1)X: 5 12 17 22 27 32 37
Y: 1.1 2.8 5.1 8.8 12 15.2 17.3
a) Find x, when y= 12.8 ?
A) 22.85 B) 25.22 C) 28.25 D) 28.52
b) Find y when X= 19.3 ?
A) 6.082 B) 6.802 C) 6.028 D) 6.208
2) X:1 3 5 7 9 11 13 15
Y: 1 15 65 175 369 671 786 989
a) Find x when y= 100 ?
A) 14.321 B)14.213 C)14.123 D)14.231
b) find x when y=900
A)5.6436 B)5.6653 C)5.6463 D)5.6364
c) Find y when xis 10 ?
A) 550 B) 520 C)580 D) 540
d) find y when X is 4 ?
A) 40 B) 42 C) 38 D) 44
3) What is the value ∆⁵y₀ in terms of y₀,y₁ ,y₂ ?
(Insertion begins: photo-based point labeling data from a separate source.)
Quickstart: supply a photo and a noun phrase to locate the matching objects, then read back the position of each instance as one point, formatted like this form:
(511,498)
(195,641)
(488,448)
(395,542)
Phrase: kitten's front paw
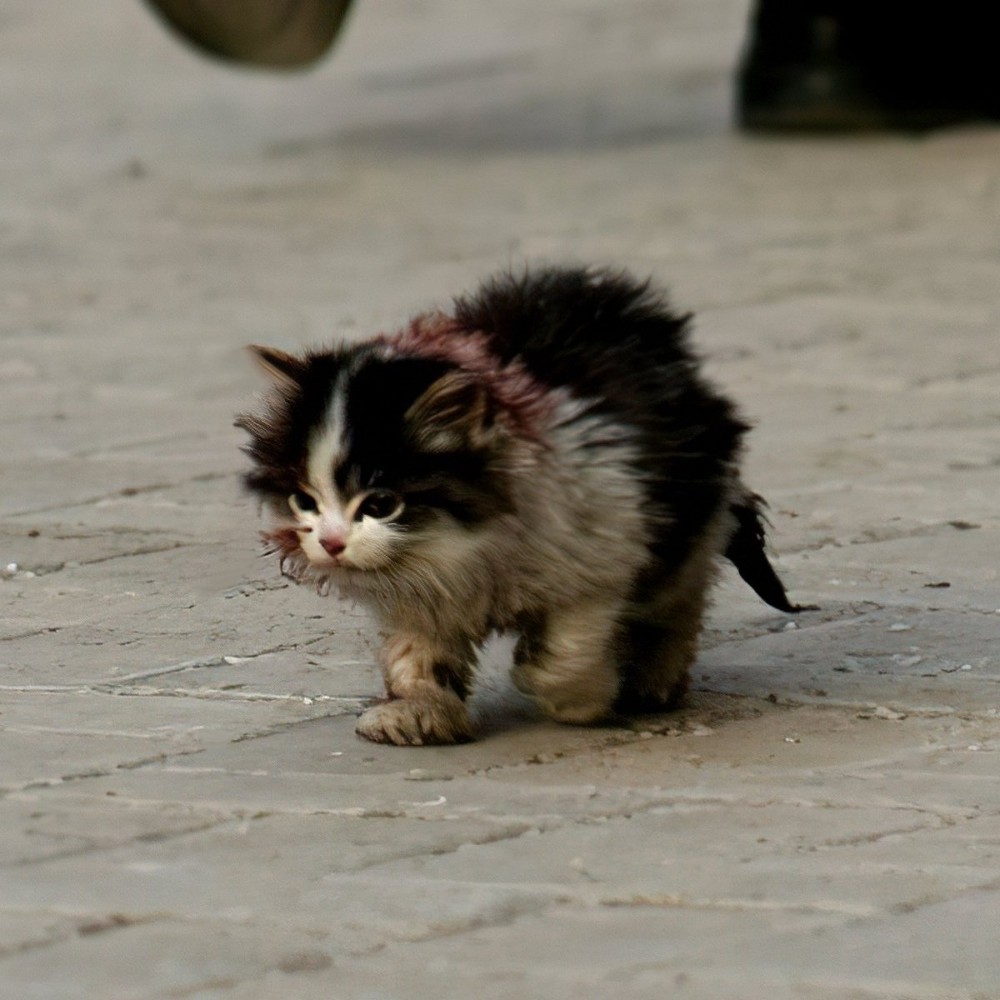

A) y₅ - 6y₄ + 10y₃ - 10y₂ + 5y₁ - y₀
B) y₅ - 5y₄ + 10y₃ - 10y₂ + 5y₁ - y₀
C) y₅ - 5y₄ + 10y₃ - 12y₂ + 5y₁ - y₀
D) y₅ - 5y₄ + 10y₃ - 10y₂ + 7y₁ - y₀
4) Given y₀= (10-x)(15+x), y₁= (17-x)(6+x), y₂ = (8+x)(9-x), y₃ = 100, obtain a value of x such that the second difference of y are constant.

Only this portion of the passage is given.